Health Screening

  1. DNA Parental Screening tests - thankfully, there are DNA tests available for the most serious problems such as Degenerative Myopathy (which causes loss of mobility). Therefore, we rely heavily on parental pre - screening to prevent combining parents who both hold the recessive gene. Canine screening is incredible nowadays with scientists discovering the genetic markers for diseases thus identifying “Carriers” . This ensures that our pups/dogs bred CANNOT BE AFFECTED by selecting the right combination of parents so the recessive/affected genes are never mated together. Our DNA Screening List is detailed in the health document we sent to you when you contact us. The list is also detailed on most dogs' page under SCEENING TAB.

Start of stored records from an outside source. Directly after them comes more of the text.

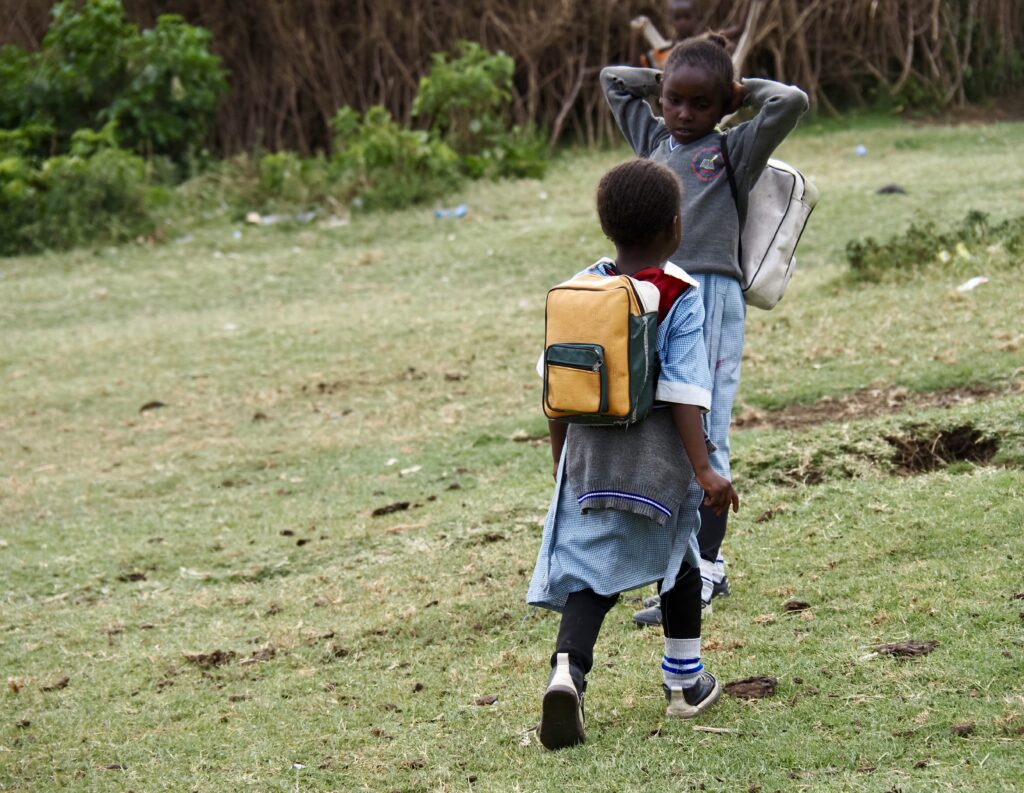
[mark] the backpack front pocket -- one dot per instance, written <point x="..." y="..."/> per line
<point x="576" y="379"/>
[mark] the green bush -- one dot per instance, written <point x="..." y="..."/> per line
<point x="466" y="101"/>
<point x="925" y="246"/>
<point x="161" y="85"/>
<point x="96" y="192"/>
<point x="171" y="98"/>
<point x="383" y="165"/>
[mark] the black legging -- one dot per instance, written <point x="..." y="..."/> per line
<point x="712" y="533"/>
<point x="585" y="612"/>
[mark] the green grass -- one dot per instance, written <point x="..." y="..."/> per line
<point x="303" y="371"/>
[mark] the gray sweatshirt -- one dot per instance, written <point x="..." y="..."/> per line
<point x="711" y="222"/>
<point x="642" y="468"/>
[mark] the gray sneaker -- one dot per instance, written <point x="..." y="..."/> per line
<point x="687" y="703"/>
<point x="651" y="616"/>
<point x="561" y="714"/>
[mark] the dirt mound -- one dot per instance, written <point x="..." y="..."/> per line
<point x="868" y="404"/>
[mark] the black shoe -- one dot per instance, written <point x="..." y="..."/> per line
<point x="561" y="714"/>
<point x="687" y="703"/>
<point x="649" y="617"/>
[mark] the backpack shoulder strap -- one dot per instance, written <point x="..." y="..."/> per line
<point x="740" y="208"/>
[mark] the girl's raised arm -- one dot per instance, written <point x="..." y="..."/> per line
<point x="779" y="108"/>
<point x="626" y="88"/>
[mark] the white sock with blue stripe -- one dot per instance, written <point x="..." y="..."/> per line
<point x="681" y="663"/>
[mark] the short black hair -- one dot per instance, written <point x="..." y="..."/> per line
<point x="637" y="201"/>
<point x="708" y="51"/>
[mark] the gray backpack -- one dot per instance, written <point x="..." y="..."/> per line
<point x="777" y="209"/>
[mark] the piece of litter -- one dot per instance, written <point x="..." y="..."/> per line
<point x="460" y="211"/>
<point x="970" y="284"/>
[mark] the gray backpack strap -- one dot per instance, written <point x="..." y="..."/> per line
<point x="740" y="205"/>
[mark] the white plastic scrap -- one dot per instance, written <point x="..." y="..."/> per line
<point x="970" y="284"/>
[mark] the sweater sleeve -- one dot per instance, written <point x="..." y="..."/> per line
<point x="626" y="88"/>
<point x="779" y="108"/>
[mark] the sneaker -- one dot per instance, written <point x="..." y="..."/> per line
<point x="687" y="703"/>
<point x="561" y="714"/>
<point x="651" y="616"/>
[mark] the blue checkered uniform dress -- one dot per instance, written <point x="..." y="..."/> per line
<point x="725" y="312"/>
<point x="610" y="550"/>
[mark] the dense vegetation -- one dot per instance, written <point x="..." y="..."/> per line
<point x="97" y="125"/>
<point x="359" y="53"/>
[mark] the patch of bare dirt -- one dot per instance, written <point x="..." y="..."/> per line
<point x="1007" y="108"/>
<point x="868" y="404"/>
<point x="937" y="449"/>
<point x="752" y="687"/>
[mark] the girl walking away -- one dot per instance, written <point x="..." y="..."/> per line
<point x="697" y="89"/>
<point x="625" y="509"/>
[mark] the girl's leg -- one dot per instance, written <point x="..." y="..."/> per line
<point x="725" y="315"/>
<point x="581" y="623"/>
<point x="688" y="687"/>
<point x="561" y="716"/>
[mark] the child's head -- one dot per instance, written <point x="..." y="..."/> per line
<point x="638" y="205"/>
<point x="683" y="15"/>
<point x="697" y="87"/>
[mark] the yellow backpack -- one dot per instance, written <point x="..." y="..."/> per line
<point x="600" y="349"/>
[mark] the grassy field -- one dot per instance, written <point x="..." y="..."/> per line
<point x="198" y="595"/>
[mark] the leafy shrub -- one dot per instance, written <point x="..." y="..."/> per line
<point x="161" y="85"/>
<point x="97" y="192"/>
<point x="926" y="246"/>
<point x="172" y="95"/>
<point x="464" y="97"/>
<point x="466" y="100"/>
<point x="384" y="165"/>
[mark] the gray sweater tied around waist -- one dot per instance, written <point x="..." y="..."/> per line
<point x="641" y="468"/>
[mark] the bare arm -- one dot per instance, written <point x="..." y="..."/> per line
<point x="719" y="493"/>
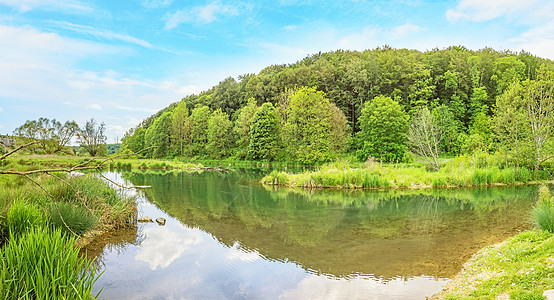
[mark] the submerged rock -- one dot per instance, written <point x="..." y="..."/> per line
<point x="144" y="219"/>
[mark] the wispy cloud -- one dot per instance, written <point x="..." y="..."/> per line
<point x="403" y="30"/>
<point x="106" y="34"/>
<point x="94" y="106"/>
<point x="156" y="3"/>
<point x="479" y="10"/>
<point x="71" y="6"/>
<point x="200" y="14"/>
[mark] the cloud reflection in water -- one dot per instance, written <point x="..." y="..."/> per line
<point x="162" y="245"/>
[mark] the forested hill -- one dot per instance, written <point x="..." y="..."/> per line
<point x="459" y="85"/>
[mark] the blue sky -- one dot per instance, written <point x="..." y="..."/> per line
<point x="121" y="61"/>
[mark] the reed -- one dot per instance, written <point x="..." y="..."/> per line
<point x="45" y="265"/>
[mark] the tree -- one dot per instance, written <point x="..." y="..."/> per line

  2. Low inbreeding - to reduce risk for the hereditary problems for which there is no DNA test available we ensure parents are not closely related. This reduces the risk of both parents having the same recessive or affected disease genes as obviously these problems run in bloodlines. We work within inbreeding ratio of 8% which is calculated by computer software (to reduce human error in calculation!).
  3. General Health/Vet Check - both your dog and the parents should be in good health, up to date on vaccines/flea/ worm treatment and not affected by any serious hereditary heart problem. parents are vet checked before breeding and pups are vet checked a minimum of 3 times prior to adoption. This reduces risks of hereditary and congenital defects in particular structural issues (kneecaps) and also incidences of heart defects. We use a highly respected vet however these checks are no substitute for the above checks and are not the absolute screening of DNA testing,
  4. BVA Hip Scheme - this grades the parents’ hip joints out of a score of 106 (so a possible 53 faults on each hip). The original form is green in colour and will state a score for each hip e.g. 6/4. This would be a BVA Hip Score of 10. The lower the score the better so 0/0 would be perfect hip formation. Associations suggest up to BVA 18 is acceptable.
  5. The BVA Elbow Scheme -  is out of 6 (so 3 possible faults per elbow). The original grading sheet is orange and will state a mark on the bottom with 0/0 being perfect elbows whilst 0/1 or 1/0 is considered acceptable. Grades of anything higher than 1 would be worrisome and anything 2 or more out of 6, a cause for concern.
  6. OFA Scheme for Hips and Elbows -  simpler to understand as it uses a description rather than a comparison score. Joint confirmation is graded as either Excellent, Good, Fair, Borderline, Mild Dysplasia, Moderate Dysplasia or Severe Dysplasia. Of the 7 evaluations the first 3 are considered breed-able generally. The Elbows are either negative or alternatively if not clear then Graded 1-3. Helpfully the Report also states any problems such as Degenerative Joint Disease, Osteochondrosis etc.
  7. Patellas (kneecaps) are an issue for dogs which is often overlooked, however very painful if they are slipping (referred to as luxation). There is no BVA scheme for patellas however there is an American OFA test which can be performed in the UK. Luxation, if present, is graded 1- 4 with 4 being permanently slipped out kneecaps.